100 days to go: Five key questions ahead of the Cricket World Cup

Tuesday marks 100 days until the Cricket World Cup gets under way when hosts England face South Africa at the Oval.

Starting with that opening clash on May 30, the world's 10 best ODI sides will battle it out over a round-robin phase, from which the strongest four teams will progress to the semi-finals prior to the decider at Lord's on July 14.

Of the nations involved, only half have tasted glory in the ICC's 50-over showpiece, while four of the last five tournaments have been won by Australia.

But the defending champions will not start as favourites this time around - that questionable honour will instead be bestowed on the home side - while Australia will have to cope with the distractions involved in welcoming back two of their best players from ball-tampering suspensions.

How will the holders cope? That question is one of the five major unknowns ahead of the action kicking off in 100 days' time...

 

Baggy Greens to struggle with Smith-Warner baggage?

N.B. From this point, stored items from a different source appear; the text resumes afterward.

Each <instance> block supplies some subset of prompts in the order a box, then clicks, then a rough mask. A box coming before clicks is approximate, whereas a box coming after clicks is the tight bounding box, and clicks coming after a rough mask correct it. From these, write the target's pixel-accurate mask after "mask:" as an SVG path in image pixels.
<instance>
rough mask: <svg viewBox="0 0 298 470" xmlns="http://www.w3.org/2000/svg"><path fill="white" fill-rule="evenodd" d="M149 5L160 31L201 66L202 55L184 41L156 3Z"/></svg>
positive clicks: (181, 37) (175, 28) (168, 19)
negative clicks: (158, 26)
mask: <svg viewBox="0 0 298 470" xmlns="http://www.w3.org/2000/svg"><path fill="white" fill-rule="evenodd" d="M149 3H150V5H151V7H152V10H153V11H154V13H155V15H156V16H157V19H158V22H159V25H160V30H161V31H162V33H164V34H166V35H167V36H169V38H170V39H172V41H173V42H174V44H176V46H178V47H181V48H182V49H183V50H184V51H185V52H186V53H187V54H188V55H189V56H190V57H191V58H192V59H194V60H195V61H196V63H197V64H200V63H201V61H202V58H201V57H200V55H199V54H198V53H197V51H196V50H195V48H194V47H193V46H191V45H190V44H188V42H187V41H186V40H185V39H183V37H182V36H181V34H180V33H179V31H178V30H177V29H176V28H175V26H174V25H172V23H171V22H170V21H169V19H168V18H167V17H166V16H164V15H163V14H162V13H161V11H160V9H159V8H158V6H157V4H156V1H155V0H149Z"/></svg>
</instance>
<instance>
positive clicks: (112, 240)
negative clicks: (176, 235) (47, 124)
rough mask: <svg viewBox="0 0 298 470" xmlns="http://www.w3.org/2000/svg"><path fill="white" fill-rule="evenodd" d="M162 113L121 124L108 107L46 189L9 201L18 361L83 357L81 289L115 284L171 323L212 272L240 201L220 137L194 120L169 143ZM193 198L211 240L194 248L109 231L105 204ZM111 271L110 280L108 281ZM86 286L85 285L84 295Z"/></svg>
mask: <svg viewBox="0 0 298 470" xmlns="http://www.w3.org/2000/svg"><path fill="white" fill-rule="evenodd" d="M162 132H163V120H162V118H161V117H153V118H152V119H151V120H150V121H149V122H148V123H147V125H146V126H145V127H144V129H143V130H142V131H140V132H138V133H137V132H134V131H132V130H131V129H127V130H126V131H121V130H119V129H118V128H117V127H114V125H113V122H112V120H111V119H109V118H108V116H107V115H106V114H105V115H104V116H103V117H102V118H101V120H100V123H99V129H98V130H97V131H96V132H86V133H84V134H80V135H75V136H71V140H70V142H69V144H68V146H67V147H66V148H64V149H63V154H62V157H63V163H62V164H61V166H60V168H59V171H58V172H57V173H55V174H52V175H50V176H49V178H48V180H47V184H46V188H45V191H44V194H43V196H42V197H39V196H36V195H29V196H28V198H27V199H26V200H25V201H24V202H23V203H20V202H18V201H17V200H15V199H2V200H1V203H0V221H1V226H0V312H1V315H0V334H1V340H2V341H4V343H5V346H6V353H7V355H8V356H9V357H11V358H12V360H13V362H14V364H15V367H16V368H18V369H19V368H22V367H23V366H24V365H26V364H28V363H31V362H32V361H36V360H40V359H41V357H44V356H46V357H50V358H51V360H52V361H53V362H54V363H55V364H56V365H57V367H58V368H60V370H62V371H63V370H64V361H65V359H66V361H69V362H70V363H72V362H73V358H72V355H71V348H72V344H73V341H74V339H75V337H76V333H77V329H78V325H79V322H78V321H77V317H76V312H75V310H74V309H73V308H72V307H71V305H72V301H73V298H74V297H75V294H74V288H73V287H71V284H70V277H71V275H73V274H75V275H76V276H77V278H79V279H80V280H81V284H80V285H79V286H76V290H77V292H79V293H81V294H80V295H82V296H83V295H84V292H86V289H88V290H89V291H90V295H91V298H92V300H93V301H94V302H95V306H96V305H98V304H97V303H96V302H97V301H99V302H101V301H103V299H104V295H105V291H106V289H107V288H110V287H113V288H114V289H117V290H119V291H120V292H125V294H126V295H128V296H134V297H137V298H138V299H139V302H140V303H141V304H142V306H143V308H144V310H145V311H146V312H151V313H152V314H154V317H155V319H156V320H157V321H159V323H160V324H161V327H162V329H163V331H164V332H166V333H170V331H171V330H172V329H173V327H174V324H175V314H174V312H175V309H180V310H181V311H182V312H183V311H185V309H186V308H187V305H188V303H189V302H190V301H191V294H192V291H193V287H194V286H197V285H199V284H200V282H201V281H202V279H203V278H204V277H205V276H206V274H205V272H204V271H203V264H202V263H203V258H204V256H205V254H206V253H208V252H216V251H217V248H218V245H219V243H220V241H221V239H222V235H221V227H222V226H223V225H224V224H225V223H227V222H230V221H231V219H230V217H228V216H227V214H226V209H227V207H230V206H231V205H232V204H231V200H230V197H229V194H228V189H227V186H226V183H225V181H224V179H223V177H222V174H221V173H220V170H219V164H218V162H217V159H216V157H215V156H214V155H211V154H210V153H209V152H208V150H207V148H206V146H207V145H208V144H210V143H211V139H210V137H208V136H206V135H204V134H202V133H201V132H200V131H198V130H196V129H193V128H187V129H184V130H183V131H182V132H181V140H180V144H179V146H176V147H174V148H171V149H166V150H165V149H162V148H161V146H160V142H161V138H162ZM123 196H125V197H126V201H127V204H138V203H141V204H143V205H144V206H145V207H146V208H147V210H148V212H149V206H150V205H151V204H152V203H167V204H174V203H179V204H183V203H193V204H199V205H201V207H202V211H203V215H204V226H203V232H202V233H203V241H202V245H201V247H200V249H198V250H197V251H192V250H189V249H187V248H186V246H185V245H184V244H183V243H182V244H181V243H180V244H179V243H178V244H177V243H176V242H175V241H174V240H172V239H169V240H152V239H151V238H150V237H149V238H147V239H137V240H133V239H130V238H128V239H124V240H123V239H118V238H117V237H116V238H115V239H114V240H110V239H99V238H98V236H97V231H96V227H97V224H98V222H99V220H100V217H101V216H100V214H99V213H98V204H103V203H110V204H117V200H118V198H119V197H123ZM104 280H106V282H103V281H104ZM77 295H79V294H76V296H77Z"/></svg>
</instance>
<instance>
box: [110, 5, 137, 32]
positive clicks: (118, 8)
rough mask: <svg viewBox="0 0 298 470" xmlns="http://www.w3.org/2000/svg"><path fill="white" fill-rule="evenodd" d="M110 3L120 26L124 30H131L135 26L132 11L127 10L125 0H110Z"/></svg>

Australian cricket was rocked last year when captain Steve Smith, his right-hand man David Warner and opening batsman Cameron Bancroft were all banned for their part in the Newlands ball-tampering scandal. Smith and Warner's suspensions are due to expire in March, two months before their first World Cup warm-up fixture against England at the Rose Bowl. As two of the world's finest players, it seems inconceivable that Australia would not select the pair, who will expect a hostile reception from the home crowd but have been around long enough to be able to block out any abuse from the stands. But will the predictable media brouhaha and constant questions surrounding their return become too great a hindrance?

Which Pakistan will turn up?

A global 50-over tournament in England should hold fond memories for Pakistan, who overcame fierce rivals India in the Champions Trophy final at the Oval two years ago. That 180-run hammering came just a fortnight after India had inflicted a 124-run thrashing during the group phase. And that, in a nutshell, is the Pakistan cricket team. They veer from the sublime to the ridiculous on a regular basis, proving consistently capable of looking unbeatable one day to utterly incompetent the next. The likes of Mohammad Amir and Hasan Ali can be devastating with the ball while Fakhar Zaman and Babar Azam are explosive at the top of the order, but bet on Pakistan at your peril. They could go all the way. They could crash out in a series of batting collapses in the round-robin stage. The one guarantee is that it will not be dull.

Will the Universe Boss bow out in a blaze of glory?

At the age of 39, Chris Gayle will take part in his fifth and final World Cup after announcing he will retire from ODIs once the tournament is over. The scorer of the first double-century in World Cup history - smashing 16 sixes in making 215 off 147 balls against Zimbabwe four years ago - the self-styled 'Universe Boss' has spent much of the latter part of his career travelling the globe playing Twenty20 cricket for a number of high-paying franchises. As such, his involvement for the Windies has dwindled, but Gayle still manages to talk the talk - declaring himself "the greatest player in the world" recently. So, as he nears his 40th birthday, can Gayle walk the walk on his World Cup swansong?

Is Dhoni still the ultimate finisher?

If India are to reach the final, it will fall a week after MS Dhoni's 38th birthday. A veteran of well over 300 ODIs dating back to his debut in 2004, the wicketkeeper-batsman has proved himself to be the coolest of customers when the run chase reaches the wire. His unbeaten 91 from 79 balls delivered his country's second title in 2011 and despite moving up and down the order with regularity, he still somehow averages more than 50 with the bat. India fans have a new superstar to worship in the form of captain Virat Kohli, but Dhoni still remains an idol to millions in that part of the world. In recent times Kohli has proven the master of the chase but, in what is sure to be his final World Cup, can Dhoni have the last word, as he has so many times before?

Can England cope with the favourites' tag?

It is an unusual scenario for England, whose ODI fortunes dropped to an all-time low at the last World Cup, where defeats to Australia, New Zealand, Sri Lanka and Bangladesh saw Eoin Morgan's side dumped out in the groups. That elimination proved a watershed moment, however, and in the intervening four years Morgan's men have transformed themselves into the ICC's top-ranked side, playing a brand of cricket that prioritises aggressive, attacking play over a ponderous, patient approach. Their startling evolution is best summed up by a pair of stunning innings at Trent Bridge in the past two and a half years - setting a new ODI record 444-3 against Pakistan in 2016 before smashing that mark with 481-6 against Australia in 2018. Familiar conditions should play into their hands, but will the hosts make light of the weight of expectation? We only have to wait 100 days to find out.